Its various inconsistencies and contradictions have proven this to be one of those rare phenomenon among the pop radio canon. Elements that normally never come together in the correct manner somehow are perfectly aligned in this context. In an effort to keep this concise, we'll be listing these reasons individually...
1. The vocal performance: Outstandingly irritating, and yet somehow it completely works within this context. The delivery of "Stand up little girl" is especially lol-tastic, and yet so on-point...
2. The lyrics: Not particularly memorable on their own, but somehow the irritating vocal performance helps them to become outstandingly memorable. Upon this song's peak in popularity, I knew all the words despite never owning a physical copy. How does this happen?
3. The guitar solo: Halfway through the song, we reach a completely inane and hilarious moment, similar in style to the closing credits of The Wonder Years, which featured an annoying-as-fuck acoustic-guitar version of "With A Little Help From My Friends." On The Wonder Years, it was simply annoying. But in "To Be With You," it's both annoying and funny, and yet somehow even THIS even gets turned around within the context of Mr. Big's arrangement. The question returns: How does this happen??
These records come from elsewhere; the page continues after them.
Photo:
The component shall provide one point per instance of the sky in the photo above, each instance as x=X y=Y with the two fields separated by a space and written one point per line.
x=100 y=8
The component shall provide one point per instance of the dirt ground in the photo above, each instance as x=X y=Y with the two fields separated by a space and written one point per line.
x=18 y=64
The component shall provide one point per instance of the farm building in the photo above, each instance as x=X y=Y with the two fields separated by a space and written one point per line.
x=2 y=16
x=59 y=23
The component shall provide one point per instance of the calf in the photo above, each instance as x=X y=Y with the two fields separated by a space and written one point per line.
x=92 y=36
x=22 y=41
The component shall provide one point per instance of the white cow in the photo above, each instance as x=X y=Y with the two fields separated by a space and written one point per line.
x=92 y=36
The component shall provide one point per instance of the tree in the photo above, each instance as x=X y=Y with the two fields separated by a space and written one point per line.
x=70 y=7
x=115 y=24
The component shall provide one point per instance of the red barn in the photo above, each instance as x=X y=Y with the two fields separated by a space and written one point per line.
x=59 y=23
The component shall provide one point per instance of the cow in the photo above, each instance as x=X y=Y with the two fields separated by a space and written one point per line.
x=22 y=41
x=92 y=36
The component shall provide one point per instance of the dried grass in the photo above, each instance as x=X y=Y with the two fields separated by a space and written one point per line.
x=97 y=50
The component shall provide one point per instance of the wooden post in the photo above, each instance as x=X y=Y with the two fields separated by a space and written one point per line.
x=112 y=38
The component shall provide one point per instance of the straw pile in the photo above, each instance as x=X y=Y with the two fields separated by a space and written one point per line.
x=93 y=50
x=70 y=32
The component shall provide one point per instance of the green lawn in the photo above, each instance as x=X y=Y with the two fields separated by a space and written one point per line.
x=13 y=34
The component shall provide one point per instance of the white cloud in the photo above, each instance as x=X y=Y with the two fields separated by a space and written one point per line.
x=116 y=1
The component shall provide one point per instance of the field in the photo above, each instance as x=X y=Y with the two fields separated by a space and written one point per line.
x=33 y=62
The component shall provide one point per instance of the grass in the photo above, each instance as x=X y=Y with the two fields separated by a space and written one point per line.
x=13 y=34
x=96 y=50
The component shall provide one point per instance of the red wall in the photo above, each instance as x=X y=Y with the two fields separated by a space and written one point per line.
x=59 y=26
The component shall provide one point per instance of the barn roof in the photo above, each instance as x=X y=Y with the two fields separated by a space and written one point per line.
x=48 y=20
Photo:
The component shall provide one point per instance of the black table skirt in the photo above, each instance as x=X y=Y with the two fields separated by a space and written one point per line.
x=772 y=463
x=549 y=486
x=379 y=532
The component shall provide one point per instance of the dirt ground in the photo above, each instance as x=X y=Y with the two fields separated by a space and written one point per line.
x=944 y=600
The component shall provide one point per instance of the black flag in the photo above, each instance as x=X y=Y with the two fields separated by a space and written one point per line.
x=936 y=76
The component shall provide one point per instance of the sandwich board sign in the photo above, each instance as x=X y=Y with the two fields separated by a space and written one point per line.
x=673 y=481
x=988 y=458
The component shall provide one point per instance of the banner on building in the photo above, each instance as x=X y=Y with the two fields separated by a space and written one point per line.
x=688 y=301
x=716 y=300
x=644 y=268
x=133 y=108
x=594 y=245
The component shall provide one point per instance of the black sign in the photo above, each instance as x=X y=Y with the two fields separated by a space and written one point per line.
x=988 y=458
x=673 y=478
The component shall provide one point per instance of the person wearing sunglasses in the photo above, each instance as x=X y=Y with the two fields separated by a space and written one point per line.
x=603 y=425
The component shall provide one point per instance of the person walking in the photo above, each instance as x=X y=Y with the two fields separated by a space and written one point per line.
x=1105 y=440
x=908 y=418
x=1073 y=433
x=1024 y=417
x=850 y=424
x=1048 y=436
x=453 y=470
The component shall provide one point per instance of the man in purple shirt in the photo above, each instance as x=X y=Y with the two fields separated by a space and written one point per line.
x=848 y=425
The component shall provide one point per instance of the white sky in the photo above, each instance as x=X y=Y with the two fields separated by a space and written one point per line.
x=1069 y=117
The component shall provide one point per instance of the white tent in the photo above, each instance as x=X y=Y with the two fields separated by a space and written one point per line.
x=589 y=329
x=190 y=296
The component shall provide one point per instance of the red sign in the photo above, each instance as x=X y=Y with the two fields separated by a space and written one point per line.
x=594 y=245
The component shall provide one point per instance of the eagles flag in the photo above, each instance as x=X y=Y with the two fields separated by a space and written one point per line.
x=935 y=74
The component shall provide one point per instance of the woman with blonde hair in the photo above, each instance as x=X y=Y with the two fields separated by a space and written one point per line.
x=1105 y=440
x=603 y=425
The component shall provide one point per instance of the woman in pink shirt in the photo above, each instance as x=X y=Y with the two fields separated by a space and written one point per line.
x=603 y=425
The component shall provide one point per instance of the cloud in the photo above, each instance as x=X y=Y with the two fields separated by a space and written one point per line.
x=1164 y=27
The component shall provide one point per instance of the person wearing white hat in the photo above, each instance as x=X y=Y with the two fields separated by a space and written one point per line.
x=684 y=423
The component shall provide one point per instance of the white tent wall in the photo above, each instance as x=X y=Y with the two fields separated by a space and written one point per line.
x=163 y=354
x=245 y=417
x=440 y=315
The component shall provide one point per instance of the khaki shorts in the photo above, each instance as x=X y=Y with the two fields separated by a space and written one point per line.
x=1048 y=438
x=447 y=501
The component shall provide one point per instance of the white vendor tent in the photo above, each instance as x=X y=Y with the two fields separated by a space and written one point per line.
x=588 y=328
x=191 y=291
4. Handclaps: One of the key factors of its arrangement is the whole no-drums thing. "Handclaps = fun" is one of those equations that's not incredibly difficult to disprove, but anyone who would want to probably hates fun to begin with.
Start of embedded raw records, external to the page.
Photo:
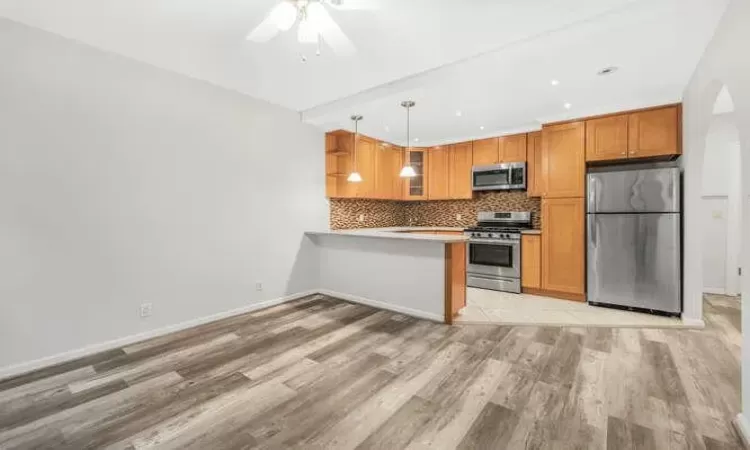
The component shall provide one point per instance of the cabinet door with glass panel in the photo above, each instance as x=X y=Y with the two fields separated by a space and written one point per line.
x=415 y=188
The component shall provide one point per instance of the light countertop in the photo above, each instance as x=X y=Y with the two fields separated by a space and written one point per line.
x=406 y=233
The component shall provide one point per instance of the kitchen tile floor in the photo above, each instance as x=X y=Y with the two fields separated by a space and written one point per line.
x=492 y=307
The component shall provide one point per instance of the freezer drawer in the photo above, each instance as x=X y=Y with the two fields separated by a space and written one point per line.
x=634 y=260
x=626 y=191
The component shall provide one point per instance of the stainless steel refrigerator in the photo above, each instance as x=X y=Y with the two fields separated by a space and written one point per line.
x=633 y=237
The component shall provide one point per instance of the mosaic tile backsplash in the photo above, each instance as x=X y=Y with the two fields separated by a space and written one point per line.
x=345 y=213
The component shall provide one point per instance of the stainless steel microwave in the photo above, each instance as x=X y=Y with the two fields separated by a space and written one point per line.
x=499 y=177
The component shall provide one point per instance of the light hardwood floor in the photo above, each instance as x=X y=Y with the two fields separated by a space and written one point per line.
x=322 y=373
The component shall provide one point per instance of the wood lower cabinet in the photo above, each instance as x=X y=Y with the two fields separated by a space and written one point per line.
x=439 y=162
x=563 y=246
x=563 y=160
x=459 y=178
x=607 y=138
x=512 y=148
x=654 y=132
x=534 y=179
x=486 y=152
x=531 y=261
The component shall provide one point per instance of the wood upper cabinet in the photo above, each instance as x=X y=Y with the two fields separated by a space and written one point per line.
x=534 y=178
x=486 y=152
x=365 y=162
x=654 y=132
x=563 y=160
x=460 y=171
x=563 y=268
x=415 y=188
x=512 y=148
x=389 y=162
x=531 y=261
x=439 y=161
x=607 y=138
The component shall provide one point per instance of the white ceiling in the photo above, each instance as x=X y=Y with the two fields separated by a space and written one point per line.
x=491 y=59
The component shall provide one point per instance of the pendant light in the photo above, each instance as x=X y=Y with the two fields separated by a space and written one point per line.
x=407 y=171
x=355 y=177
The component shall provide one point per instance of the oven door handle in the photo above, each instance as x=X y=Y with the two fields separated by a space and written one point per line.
x=493 y=242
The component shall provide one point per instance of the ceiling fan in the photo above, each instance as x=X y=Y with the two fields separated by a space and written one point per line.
x=315 y=23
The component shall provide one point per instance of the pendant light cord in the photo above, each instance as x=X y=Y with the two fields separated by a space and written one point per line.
x=356 y=132
x=408 y=137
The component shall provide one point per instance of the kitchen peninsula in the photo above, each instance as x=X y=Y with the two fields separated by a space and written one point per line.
x=419 y=271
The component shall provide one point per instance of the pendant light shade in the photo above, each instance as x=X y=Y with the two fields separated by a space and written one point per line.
x=407 y=171
x=355 y=176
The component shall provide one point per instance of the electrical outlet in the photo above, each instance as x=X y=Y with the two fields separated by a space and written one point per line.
x=146 y=309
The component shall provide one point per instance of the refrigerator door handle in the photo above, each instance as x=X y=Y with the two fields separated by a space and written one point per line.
x=592 y=231
x=592 y=194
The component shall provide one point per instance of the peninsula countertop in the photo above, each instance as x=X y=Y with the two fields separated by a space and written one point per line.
x=407 y=233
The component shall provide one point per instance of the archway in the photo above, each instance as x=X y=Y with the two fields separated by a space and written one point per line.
x=721 y=204
x=717 y=97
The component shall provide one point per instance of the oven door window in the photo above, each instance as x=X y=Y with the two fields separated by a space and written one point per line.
x=491 y=255
x=490 y=178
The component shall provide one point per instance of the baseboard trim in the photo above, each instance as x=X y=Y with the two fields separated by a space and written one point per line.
x=30 y=366
x=381 y=305
x=694 y=323
x=555 y=294
x=717 y=291
x=742 y=427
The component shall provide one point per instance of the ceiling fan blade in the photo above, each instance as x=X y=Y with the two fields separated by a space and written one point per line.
x=264 y=32
x=355 y=4
x=330 y=31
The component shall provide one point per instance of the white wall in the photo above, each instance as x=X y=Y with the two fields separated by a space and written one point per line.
x=121 y=184
x=714 y=217
x=721 y=205
x=725 y=62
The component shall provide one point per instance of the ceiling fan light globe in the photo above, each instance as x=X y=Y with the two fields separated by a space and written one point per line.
x=284 y=15
x=408 y=172
x=307 y=33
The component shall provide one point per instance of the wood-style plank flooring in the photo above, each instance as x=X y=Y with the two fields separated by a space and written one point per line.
x=320 y=373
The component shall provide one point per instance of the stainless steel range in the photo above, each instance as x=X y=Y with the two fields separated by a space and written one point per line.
x=494 y=256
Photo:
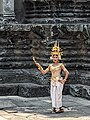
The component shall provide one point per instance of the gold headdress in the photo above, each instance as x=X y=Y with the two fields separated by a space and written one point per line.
x=56 y=50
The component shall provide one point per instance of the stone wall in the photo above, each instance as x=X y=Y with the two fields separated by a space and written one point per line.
x=18 y=43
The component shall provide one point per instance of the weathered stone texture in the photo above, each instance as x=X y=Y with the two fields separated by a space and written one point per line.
x=67 y=21
x=56 y=11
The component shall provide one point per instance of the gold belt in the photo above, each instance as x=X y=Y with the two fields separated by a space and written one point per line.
x=55 y=78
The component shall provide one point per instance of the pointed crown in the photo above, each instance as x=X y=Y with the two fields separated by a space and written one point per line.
x=56 y=50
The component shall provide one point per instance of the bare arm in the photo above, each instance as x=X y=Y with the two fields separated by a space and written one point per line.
x=66 y=73
x=41 y=69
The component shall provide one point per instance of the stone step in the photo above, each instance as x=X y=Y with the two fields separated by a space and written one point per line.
x=80 y=90
x=24 y=90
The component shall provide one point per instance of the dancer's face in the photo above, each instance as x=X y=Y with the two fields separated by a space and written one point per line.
x=55 y=58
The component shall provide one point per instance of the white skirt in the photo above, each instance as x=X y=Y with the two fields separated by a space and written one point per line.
x=56 y=94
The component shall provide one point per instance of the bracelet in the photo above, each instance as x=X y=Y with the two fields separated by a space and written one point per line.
x=65 y=80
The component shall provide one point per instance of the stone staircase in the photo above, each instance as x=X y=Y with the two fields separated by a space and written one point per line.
x=50 y=12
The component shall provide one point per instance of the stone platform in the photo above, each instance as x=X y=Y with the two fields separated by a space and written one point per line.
x=39 y=108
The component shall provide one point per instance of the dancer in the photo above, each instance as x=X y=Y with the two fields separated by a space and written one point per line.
x=57 y=82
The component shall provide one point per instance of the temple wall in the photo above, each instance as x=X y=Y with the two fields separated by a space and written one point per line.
x=31 y=28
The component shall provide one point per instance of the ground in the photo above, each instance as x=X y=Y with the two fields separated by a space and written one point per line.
x=39 y=108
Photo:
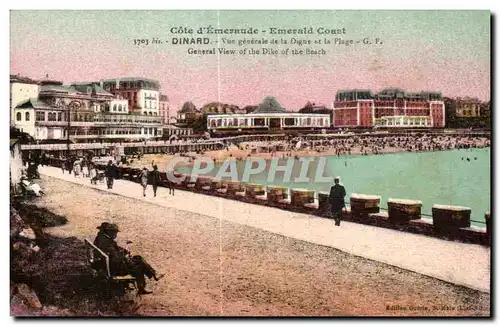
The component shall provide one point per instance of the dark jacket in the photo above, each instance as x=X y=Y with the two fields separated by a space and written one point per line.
x=117 y=255
x=336 y=198
x=154 y=177
x=110 y=171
5. Its success probably had a lot to do with Extreme's "More Than Words," and similar acoustic ballads of the era (listed earlier in the "Silent Lucidity" entry). However, "To Be With You" is mid-tempo, and not necessarily a ballad. It's hard to say where this fit on pop radio, but this was certainly the last #1 single of its type, and possibly even the last charting song that had anything to do with hair metal. The 80's hair "Monster Ballad" category deserved a song like this to cap things off. It was a poppy, singalong-style one-hit-wonder - very fun, and not to be taken seriously - which is exactly what hair metal deserved.
The lipsynch is off for this video... Bummer.